Wasserversorgung: Es gibt Geld zurück

Landkreis Es gibt für einige Bürger Geld zurück: Denn jahrelang haben die Kommunen und Zweckverbände der Wasserversorger für sogenannte Nebenleistungen in Zusammenhang mit Wasser, etwa bei Hausanschlüssen oder Herstellungsbeiträgen, einen zu hohen Mehrwertsteuersatz berechnet.

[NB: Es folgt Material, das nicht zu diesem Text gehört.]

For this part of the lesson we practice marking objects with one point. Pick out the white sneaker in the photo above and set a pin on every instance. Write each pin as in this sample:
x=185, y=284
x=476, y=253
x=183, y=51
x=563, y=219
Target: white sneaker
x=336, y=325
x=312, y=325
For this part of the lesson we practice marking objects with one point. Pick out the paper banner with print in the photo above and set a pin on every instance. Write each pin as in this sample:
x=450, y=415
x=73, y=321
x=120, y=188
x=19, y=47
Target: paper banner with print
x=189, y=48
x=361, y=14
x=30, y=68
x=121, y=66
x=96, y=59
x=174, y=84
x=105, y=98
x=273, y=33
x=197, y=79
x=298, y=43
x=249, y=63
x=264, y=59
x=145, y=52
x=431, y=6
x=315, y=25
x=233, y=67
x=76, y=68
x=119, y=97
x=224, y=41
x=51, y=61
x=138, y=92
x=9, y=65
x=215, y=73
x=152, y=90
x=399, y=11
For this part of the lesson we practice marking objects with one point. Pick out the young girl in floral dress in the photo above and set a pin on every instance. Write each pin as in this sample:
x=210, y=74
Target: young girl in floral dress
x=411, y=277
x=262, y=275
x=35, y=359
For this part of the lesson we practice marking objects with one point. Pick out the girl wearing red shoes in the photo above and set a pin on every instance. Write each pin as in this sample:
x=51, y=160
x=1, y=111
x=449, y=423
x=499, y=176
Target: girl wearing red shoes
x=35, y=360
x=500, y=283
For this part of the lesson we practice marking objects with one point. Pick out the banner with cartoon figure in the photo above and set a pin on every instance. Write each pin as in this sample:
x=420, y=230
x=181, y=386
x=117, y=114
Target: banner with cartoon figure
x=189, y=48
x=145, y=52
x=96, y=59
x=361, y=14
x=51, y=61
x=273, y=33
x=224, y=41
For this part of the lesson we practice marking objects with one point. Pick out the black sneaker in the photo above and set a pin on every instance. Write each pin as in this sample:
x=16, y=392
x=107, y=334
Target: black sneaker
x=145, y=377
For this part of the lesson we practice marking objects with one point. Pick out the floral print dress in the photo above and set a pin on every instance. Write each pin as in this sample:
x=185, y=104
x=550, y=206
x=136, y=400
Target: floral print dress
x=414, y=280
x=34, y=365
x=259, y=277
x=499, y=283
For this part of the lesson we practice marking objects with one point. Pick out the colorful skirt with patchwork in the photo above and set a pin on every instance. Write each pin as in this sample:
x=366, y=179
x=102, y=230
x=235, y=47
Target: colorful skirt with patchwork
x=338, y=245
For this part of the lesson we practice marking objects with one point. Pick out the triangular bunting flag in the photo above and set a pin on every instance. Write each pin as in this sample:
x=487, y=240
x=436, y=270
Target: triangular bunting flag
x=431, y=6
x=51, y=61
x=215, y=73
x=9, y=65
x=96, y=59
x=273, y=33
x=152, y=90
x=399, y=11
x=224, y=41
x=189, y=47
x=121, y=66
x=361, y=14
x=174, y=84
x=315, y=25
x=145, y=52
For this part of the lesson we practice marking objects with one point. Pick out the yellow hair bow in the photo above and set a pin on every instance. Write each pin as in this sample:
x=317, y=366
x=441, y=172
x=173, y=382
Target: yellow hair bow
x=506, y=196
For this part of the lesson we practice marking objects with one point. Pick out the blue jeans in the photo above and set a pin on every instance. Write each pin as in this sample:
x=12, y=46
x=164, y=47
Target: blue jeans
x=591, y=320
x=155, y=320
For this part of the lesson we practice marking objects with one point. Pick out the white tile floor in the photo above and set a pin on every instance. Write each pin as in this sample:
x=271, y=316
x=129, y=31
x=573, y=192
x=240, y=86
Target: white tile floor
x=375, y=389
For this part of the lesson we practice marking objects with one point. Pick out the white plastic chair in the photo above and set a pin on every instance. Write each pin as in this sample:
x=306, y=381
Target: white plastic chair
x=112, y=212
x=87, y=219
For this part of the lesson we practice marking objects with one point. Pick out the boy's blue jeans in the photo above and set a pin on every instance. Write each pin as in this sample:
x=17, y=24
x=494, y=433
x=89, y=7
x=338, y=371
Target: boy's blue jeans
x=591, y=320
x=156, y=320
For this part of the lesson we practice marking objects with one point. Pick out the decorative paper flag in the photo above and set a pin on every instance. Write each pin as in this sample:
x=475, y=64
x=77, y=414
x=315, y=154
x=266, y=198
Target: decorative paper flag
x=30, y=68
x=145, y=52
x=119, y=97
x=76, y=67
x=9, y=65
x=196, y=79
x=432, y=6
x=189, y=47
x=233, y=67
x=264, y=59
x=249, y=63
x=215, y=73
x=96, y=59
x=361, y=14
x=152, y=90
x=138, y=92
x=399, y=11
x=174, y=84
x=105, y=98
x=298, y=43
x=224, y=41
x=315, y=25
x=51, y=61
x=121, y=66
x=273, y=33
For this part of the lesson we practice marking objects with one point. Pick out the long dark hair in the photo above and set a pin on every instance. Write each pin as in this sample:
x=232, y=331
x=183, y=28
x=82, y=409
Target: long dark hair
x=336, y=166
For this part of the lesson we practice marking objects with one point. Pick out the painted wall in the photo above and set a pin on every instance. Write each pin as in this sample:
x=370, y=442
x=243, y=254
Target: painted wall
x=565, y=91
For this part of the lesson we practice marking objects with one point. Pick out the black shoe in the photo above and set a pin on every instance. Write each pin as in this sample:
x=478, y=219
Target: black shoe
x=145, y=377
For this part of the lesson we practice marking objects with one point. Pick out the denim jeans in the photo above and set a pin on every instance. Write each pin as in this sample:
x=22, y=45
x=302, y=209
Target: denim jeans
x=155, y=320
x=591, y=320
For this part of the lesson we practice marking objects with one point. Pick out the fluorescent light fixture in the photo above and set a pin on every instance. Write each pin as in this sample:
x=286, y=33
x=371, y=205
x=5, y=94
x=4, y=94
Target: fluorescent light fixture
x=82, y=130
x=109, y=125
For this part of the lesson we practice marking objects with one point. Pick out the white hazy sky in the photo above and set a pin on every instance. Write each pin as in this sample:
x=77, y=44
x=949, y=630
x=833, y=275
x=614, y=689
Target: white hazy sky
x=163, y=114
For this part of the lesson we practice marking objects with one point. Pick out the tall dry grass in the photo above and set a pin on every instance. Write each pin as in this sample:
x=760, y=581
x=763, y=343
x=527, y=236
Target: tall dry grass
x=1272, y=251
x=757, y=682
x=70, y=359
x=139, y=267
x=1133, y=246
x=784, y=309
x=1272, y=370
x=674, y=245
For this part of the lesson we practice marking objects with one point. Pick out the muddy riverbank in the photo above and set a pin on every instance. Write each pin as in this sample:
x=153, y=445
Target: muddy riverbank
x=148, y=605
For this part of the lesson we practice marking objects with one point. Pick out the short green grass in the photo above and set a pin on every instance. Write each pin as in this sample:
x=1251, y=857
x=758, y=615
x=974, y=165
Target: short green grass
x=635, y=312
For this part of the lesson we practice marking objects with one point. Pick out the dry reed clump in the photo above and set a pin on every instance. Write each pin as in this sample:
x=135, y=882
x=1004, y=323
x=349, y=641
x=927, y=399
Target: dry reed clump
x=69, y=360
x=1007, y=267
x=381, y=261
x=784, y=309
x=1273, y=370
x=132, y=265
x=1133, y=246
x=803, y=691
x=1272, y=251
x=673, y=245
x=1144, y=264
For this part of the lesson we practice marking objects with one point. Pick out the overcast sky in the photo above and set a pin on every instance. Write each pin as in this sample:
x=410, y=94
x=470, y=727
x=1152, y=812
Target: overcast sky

"Wasser gilt als Lebensmittel", erklärt Peter Schubert, der sich in der Verwaltungsgemeinschaft Altenstadt mit diesem Thema befasst. Deshalb gelte beim Wasserpreis ein Mehrwertsteuersatz von sieben Prozent. Bei den Nebenleistungen hingegen war der Mehrwertsteuersatz lange strittig. Nun jedoch fiel die höchstrichterliche Entscheidung, dass künftig auch hier der verbilligte Mehrwertsteuersatz gilt (siehe Infokasten).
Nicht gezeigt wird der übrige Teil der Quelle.